Va, vecchio John! Ambrogio Maestri in der Titelrolle (Foto: Wilfried Hösl)
Und schließlich, als dritter Faktor, die herausragende Besetzung der Titelfigur. Da war man mit Ambrogio Maestri natürlich auf der sicheren Seite, schließlich hat Maestri diese Rolle seit Jahren praktisch im Alleinbesitz und darf ruhig zu den bedeutensten Interpreten in der Aufführungshistorie des Werkes gezählt werden. Er gibt den dicken Ritter weder als versoffenen Clown noch als skurrile Figur, sondern als einen Mann in den besten Jahren, etwas heruntergekommen zwar und irgendwie aus der Zeit gefallen, aber immer noch ein Herr. Seine Außenseiterrolle in der spießigen Windsor-Welt spielt dieser Falstaff mit spürbarer Wonne, ein Spaß-Guerillero von anarchischem Witz und unerschütterlichem Selbstbewußtsein, der den Anderen das Wissen um die Vergeblichkeit des Strebens und die Brüchigkeit gesellschaftlicher Normen voraus hat, dieses aber in der Schlußfuge mit diesen seinen Mitmenschen teilt. Dazu steht Maestris voluminöser, flexibler Bariton voll im Saft, versteht es, geradezu im Klang zu baden, aber auch ganz verhalten, schlank und beinahe im Grenzbereich zum Sprechgesang zu agieren. Alles ohne Manierismen und Übertreibungen, er beherrscht diese Partie einfach bis in ihre feinsten Details und gestaltet mit überragender Souveränität. Da reichen manchmal schon kleinste Betonungen oder Temporückungen, um den gewünschten Effekt zu erzielen; wenn er etwa einen Glühwein ordert, hellt er den Vokal A in „caldo“ eine Nuance auf und zieht ihn zugleich in die Länge, so dass auch jemand, der kein Italienisch spricht, sofort spannt, daß hier einer vor Vorfreude schon Fäden zieht….

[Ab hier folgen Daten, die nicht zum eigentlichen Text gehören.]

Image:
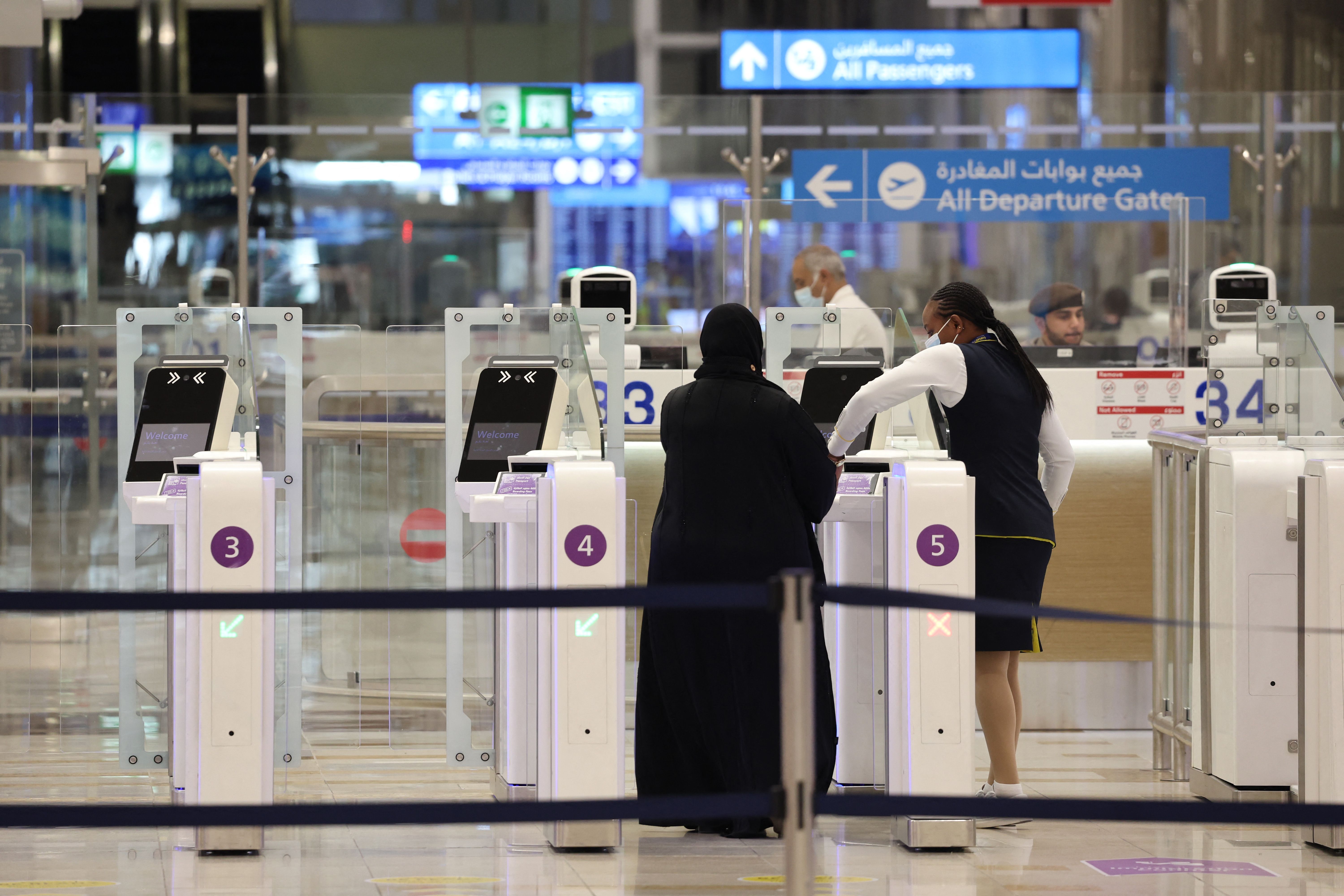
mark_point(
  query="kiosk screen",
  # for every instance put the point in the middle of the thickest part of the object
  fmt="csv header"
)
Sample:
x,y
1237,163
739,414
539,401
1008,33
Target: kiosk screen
x,y
178,418
497,441
827,390
166,441
509,417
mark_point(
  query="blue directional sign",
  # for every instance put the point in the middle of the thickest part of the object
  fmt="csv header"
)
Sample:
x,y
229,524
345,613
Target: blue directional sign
x,y
1007,185
898,60
604,152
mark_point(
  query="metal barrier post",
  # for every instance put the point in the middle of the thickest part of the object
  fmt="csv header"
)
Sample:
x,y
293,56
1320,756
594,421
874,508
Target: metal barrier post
x,y
798,760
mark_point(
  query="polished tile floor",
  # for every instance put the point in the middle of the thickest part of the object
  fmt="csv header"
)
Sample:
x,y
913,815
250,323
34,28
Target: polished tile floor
x,y
854,856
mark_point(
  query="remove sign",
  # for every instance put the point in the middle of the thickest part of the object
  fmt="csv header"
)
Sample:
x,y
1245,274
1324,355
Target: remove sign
x,y
424,535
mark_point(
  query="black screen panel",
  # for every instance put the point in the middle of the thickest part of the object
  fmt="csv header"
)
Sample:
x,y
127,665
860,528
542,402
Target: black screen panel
x,y
509,417
178,417
827,390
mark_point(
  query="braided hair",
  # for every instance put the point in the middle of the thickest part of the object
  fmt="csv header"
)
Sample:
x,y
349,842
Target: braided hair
x,y
972,306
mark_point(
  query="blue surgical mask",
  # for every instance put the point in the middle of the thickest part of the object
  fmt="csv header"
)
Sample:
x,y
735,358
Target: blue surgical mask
x,y
804,296
933,340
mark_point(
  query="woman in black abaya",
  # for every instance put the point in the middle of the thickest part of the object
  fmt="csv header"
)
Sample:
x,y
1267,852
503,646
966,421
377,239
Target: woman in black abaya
x,y
747,477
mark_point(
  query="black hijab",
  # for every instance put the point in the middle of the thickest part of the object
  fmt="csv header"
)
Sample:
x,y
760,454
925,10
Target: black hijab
x,y
732,346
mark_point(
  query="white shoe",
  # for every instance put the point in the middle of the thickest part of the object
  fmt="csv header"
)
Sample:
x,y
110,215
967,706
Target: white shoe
x,y
989,793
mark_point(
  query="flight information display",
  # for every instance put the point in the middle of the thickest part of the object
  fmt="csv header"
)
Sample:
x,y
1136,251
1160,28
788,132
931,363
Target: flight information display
x,y
605,150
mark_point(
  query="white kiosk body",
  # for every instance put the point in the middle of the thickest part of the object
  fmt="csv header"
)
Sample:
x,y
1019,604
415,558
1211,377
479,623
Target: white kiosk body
x,y
932,655
221,516
905,678
560,523
561,690
1320,606
1249,678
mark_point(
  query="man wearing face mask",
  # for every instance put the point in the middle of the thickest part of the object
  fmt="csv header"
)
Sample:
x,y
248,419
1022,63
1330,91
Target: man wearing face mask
x,y
819,280
1060,316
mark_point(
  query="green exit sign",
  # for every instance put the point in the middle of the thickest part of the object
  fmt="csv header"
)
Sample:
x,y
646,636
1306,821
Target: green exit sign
x,y
548,112
517,111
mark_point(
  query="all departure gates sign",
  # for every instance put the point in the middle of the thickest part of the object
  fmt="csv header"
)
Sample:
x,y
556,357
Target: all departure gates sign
x,y
1007,185
898,60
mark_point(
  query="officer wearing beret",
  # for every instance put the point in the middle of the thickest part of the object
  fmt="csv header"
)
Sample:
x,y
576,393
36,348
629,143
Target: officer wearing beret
x,y
1060,315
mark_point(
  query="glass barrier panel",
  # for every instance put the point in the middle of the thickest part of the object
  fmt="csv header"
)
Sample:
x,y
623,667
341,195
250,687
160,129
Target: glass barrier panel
x,y
338,542
80,471
17,528
897,253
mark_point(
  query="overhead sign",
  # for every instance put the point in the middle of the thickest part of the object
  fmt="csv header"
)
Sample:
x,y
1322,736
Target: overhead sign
x,y
898,60
13,315
529,151
1007,185
956,4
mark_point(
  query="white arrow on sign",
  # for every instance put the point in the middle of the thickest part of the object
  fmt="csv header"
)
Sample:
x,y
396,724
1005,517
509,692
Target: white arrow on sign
x,y
749,58
821,187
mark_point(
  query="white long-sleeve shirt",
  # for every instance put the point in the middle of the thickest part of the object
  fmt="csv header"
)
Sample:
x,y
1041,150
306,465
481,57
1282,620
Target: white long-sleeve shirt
x,y
943,369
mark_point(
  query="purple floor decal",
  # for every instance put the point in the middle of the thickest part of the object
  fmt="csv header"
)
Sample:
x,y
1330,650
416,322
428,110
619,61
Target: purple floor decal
x,y
1119,867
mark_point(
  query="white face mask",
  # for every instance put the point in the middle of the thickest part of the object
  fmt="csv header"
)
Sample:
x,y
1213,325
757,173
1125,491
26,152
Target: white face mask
x,y
933,340
804,296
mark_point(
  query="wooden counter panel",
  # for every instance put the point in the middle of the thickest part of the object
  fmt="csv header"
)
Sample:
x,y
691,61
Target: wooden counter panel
x,y
1104,559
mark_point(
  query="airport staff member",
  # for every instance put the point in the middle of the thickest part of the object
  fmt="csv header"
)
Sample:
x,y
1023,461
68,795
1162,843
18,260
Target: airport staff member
x,y
747,479
1001,416
819,280
1060,315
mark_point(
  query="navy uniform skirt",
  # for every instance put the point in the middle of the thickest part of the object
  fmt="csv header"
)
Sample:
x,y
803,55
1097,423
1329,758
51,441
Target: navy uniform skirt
x,y
1010,570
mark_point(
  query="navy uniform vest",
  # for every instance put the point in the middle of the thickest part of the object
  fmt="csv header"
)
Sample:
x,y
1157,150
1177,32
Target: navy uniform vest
x,y
997,433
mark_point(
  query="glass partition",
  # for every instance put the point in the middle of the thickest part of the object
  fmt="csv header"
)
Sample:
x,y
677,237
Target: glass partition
x,y
1303,400
896,256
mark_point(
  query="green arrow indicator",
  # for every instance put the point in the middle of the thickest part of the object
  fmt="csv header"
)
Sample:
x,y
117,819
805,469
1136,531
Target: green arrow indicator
x,y
230,631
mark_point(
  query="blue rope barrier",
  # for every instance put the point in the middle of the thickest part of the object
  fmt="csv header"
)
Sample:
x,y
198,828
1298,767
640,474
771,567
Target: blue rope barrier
x,y
1151,811
384,813
710,807
667,597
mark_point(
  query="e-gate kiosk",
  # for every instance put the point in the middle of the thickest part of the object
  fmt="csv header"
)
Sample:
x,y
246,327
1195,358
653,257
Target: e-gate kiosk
x,y
904,678
1245,696
204,481
558,515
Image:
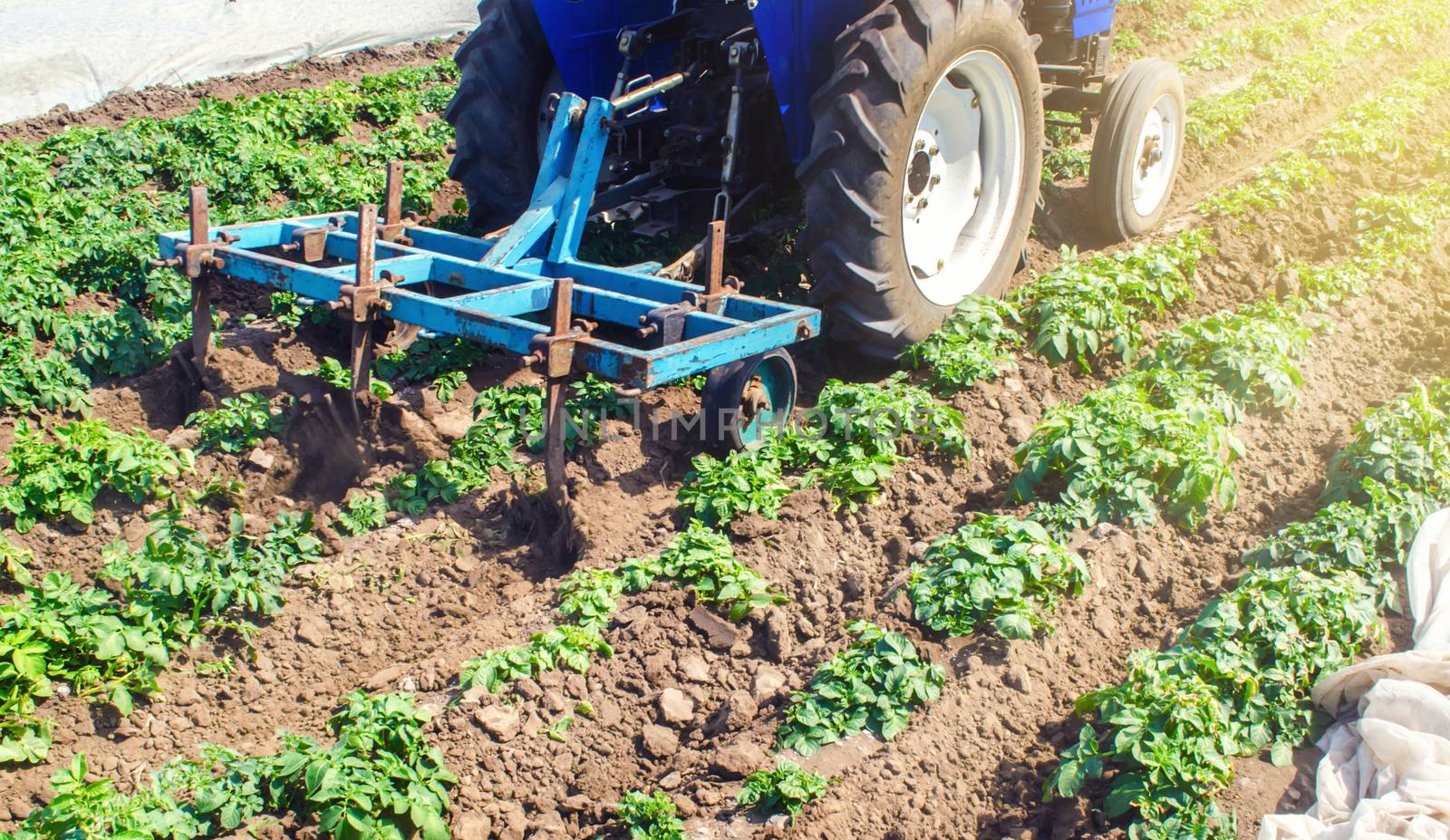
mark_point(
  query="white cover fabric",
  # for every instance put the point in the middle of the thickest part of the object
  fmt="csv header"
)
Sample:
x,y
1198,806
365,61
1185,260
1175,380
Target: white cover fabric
x,y
77,51
1387,760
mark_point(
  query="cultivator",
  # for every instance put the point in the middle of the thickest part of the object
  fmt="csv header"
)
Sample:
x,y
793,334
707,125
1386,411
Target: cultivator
x,y
522,289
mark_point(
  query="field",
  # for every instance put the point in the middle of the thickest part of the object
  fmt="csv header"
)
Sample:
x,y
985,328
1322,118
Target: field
x,y
1142,505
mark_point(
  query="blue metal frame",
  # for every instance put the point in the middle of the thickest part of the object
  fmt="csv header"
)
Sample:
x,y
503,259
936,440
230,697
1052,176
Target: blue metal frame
x,y
489,289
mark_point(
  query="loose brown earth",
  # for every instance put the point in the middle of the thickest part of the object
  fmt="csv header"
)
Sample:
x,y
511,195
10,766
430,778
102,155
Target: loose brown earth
x,y
402,608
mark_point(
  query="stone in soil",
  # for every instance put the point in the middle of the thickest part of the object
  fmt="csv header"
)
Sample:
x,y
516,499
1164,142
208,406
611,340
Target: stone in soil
x,y
674,707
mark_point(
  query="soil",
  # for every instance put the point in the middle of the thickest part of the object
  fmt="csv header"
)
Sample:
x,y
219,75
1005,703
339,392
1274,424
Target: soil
x,y
403,607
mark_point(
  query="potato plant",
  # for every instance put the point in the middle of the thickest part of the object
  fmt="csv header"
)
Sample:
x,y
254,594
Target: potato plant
x,y
379,777
717,490
360,514
1365,130
1251,352
1239,680
1215,120
62,473
243,422
1097,305
787,788
973,345
649,817
857,434
995,571
112,646
441,362
1406,441
1152,441
872,685
698,559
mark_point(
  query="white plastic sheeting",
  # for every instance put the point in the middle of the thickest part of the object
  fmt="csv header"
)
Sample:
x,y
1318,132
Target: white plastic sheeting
x,y
77,51
1387,772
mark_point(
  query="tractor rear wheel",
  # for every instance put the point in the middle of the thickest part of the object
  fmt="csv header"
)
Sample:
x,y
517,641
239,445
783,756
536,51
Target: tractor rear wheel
x,y
505,72
924,169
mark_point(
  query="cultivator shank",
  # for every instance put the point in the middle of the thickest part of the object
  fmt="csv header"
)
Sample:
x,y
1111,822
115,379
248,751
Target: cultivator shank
x,y
524,291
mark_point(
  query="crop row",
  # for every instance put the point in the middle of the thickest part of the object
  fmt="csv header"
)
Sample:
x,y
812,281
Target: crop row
x,y
112,644
1162,436
1367,130
1196,18
379,779
1082,309
1271,40
1218,118
79,212
1239,678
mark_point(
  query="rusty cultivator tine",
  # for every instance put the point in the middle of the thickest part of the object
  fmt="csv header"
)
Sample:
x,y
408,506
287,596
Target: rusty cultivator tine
x,y
362,302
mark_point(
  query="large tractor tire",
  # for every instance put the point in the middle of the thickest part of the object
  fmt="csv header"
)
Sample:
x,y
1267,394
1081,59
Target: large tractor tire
x,y
924,169
504,72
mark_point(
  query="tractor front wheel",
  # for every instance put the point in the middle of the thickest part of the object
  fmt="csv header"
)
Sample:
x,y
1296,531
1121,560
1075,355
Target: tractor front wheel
x,y
1138,150
924,169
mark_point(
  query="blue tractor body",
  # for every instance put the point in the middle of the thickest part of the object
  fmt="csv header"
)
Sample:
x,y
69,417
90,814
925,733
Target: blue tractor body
x,y
797,38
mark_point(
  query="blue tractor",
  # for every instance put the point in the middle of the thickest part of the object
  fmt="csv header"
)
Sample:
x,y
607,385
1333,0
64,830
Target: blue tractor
x,y
915,130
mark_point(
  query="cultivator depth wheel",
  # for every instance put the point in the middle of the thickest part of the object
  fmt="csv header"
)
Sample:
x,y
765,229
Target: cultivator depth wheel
x,y
746,400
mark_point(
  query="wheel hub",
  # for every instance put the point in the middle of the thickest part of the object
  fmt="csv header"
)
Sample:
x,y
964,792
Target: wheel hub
x,y
1157,156
963,178
1150,156
754,401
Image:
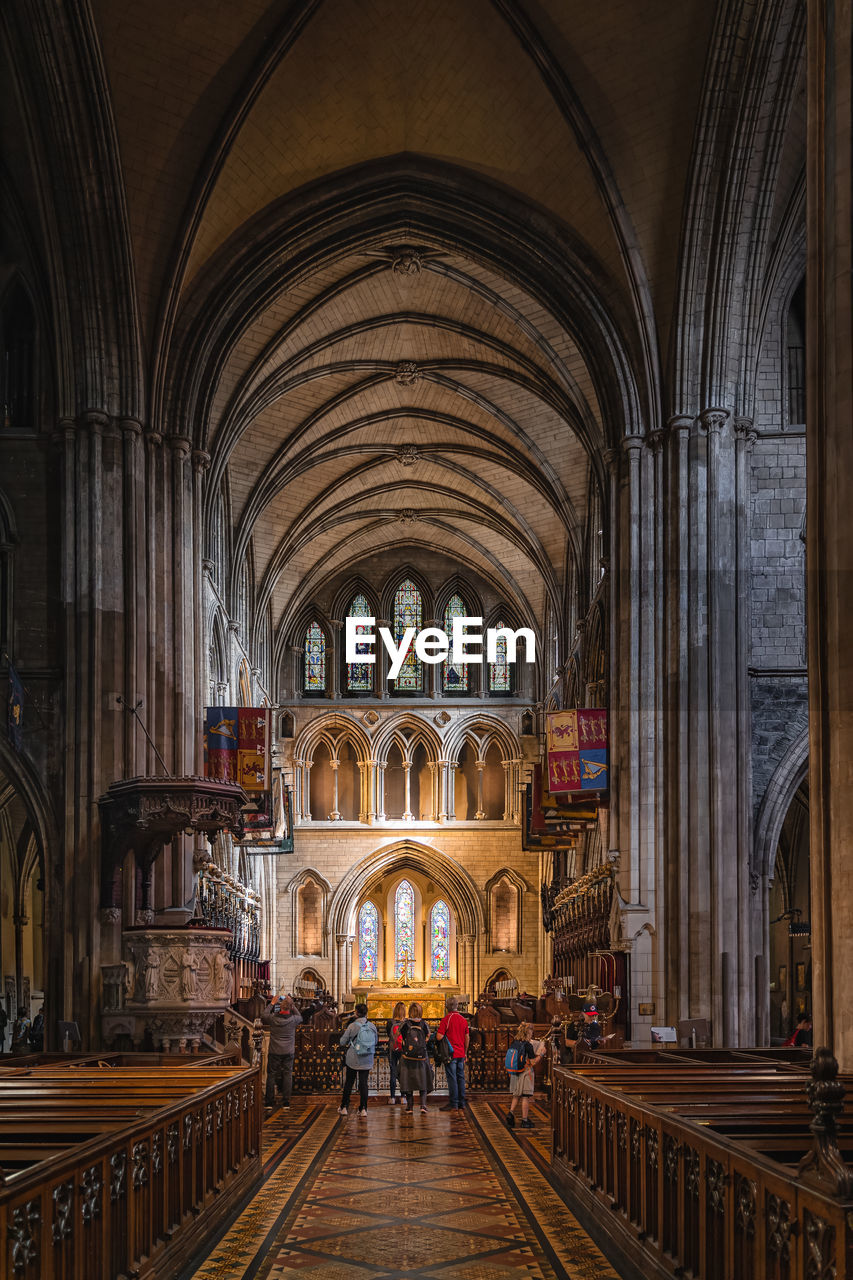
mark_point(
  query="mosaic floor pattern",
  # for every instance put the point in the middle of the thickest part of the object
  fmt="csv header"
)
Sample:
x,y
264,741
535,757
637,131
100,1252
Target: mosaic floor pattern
x,y
446,1196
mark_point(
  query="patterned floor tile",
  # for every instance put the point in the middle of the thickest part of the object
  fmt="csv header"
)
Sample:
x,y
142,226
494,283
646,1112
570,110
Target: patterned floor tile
x,y
423,1198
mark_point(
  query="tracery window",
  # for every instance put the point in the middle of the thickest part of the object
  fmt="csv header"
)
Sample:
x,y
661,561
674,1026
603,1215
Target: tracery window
x,y
439,940
456,679
314,659
500,670
368,942
360,673
409,612
404,928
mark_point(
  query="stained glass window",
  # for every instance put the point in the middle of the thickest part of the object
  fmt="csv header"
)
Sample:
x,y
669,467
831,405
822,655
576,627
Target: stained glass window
x,y
409,612
360,673
439,940
404,927
455,677
500,671
314,659
368,942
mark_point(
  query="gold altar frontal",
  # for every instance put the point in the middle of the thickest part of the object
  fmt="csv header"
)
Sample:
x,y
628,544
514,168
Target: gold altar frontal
x,y
381,1000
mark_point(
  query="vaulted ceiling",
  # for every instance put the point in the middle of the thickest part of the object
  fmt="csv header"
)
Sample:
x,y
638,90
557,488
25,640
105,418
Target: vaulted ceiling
x,y
437,376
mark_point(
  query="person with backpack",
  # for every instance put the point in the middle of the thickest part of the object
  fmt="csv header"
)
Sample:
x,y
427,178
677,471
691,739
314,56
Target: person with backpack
x,y
519,1061
360,1040
454,1031
282,1016
415,1072
395,1047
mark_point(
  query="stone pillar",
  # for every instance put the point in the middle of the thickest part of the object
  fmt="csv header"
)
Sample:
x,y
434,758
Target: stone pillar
x,y
469,976
336,813
480,810
829,545
407,814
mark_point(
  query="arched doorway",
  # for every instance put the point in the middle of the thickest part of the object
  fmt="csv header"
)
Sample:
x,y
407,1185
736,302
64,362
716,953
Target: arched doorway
x,y
407,886
790,958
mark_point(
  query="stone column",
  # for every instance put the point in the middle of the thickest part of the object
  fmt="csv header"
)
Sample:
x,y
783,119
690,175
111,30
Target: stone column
x,y
829,545
407,814
468,976
336,814
341,974
480,810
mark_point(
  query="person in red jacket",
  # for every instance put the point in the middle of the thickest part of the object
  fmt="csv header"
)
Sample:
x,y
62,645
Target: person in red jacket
x,y
456,1029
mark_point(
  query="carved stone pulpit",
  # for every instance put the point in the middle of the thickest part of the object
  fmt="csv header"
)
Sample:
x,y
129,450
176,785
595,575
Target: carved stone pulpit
x,y
177,982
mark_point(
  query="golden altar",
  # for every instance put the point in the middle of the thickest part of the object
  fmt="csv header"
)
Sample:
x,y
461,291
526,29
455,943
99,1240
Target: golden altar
x,y
381,1000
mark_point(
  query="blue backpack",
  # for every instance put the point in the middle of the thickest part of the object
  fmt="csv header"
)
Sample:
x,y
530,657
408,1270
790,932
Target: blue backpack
x,y
365,1040
516,1057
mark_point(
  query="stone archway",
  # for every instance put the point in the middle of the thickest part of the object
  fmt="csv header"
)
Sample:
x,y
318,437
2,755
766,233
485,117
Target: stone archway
x,y
401,855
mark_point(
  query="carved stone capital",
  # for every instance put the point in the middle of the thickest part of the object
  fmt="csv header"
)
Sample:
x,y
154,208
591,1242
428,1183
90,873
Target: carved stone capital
x,y
407,264
632,444
407,373
712,420
746,432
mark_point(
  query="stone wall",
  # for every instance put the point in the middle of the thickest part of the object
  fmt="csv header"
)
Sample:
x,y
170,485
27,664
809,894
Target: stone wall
x,y
778,586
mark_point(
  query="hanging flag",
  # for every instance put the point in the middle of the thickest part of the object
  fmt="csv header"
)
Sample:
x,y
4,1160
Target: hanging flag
x,y
576,745
220,743
16,709
252,749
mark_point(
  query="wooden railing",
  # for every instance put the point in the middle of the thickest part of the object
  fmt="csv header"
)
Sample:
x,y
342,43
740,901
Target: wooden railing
x,y
683,1200
137,1200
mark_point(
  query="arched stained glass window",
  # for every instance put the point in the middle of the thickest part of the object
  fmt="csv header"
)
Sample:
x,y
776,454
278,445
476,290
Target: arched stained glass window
x,y
404,928
360,673
368,942
455,677
500,671
439,940
314,659
409,612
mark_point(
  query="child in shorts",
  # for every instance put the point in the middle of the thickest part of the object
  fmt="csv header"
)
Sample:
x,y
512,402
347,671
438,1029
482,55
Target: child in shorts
x,y
521,1079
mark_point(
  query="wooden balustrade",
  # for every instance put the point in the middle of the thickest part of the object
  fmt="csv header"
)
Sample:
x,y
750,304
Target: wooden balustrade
x,y
693,1171
158,1157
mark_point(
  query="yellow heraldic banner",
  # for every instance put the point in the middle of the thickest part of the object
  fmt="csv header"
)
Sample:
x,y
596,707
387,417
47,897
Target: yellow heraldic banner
x,y
578,745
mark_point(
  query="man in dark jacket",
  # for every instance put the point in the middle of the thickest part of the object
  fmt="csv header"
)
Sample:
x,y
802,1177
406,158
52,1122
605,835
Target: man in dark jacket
x,y
282,1016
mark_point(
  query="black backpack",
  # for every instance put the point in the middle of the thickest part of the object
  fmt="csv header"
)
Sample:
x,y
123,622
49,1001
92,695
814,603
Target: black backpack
x,y
414,1041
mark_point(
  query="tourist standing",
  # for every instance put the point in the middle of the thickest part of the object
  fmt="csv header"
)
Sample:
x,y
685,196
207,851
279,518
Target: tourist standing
x,y
282,1016
360,1041
395,1046
414,1063
520,1057
456,1029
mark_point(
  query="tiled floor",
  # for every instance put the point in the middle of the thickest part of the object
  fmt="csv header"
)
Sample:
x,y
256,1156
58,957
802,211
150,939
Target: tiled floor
x,y
452,1197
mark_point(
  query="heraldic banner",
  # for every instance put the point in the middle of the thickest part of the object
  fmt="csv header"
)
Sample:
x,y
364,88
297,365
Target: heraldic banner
x,y
237,745
576,744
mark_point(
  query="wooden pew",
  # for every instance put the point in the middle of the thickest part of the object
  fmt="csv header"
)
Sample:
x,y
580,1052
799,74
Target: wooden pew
x,y
690,1166
115,1169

Frauenpower im Viererpack: v.l. Véronique Gens (Alice), Susanne Resmark (Quickly), Gaëlle Arquez (Meg) und Ekaterina Siurina (Nannetta) – Foto: Wilfried Hösl
An diesen Abenden bekam Sir John es mit einem Quartett lustiger Weiber zu tun, die dem alten Schwerenöter ganz schön Kontra gaben: Véronique Gens als noble Alice mit kultiviert geführtem, dunkel schimmernden Sopran, die bildhübsche Gaëlle Arquez als muntere Meg und vor allem Ekaterina Siurina als Nannetta, deren silbrig lyrischer Schmelz in ihrer Arie im letzten Bild tatsächlich vokalen Feenglanz verströmt. Lediglich Susanne Resmark als Quickly fiel leider ab, da es ihr, insbesondere im tiefen Register, an stimmlicher Präsenz und Volumen fehlte; das berühmte „Reverenza“ mußte man sich diesmal dazudenken. George Petean ist mit seiner gemütlichen Ausstrahlung vielleicht nicht die glaubhafteste Besetzung für den Neurotiker Ford, vermag mit seinem kultivierten Vortrag aber insgesamt zu gefallen. Antonio Poli war ein sympathischer Fenton mit frischem, unverbrauchten Material, Carlo Bosi ein etwas sehr penetranter Cajus und Kevin Conners (Bardolfo)und Goran Jurić (Pistola) gaben ein pittoreskes und urkomisches Ganovenpärchen ab.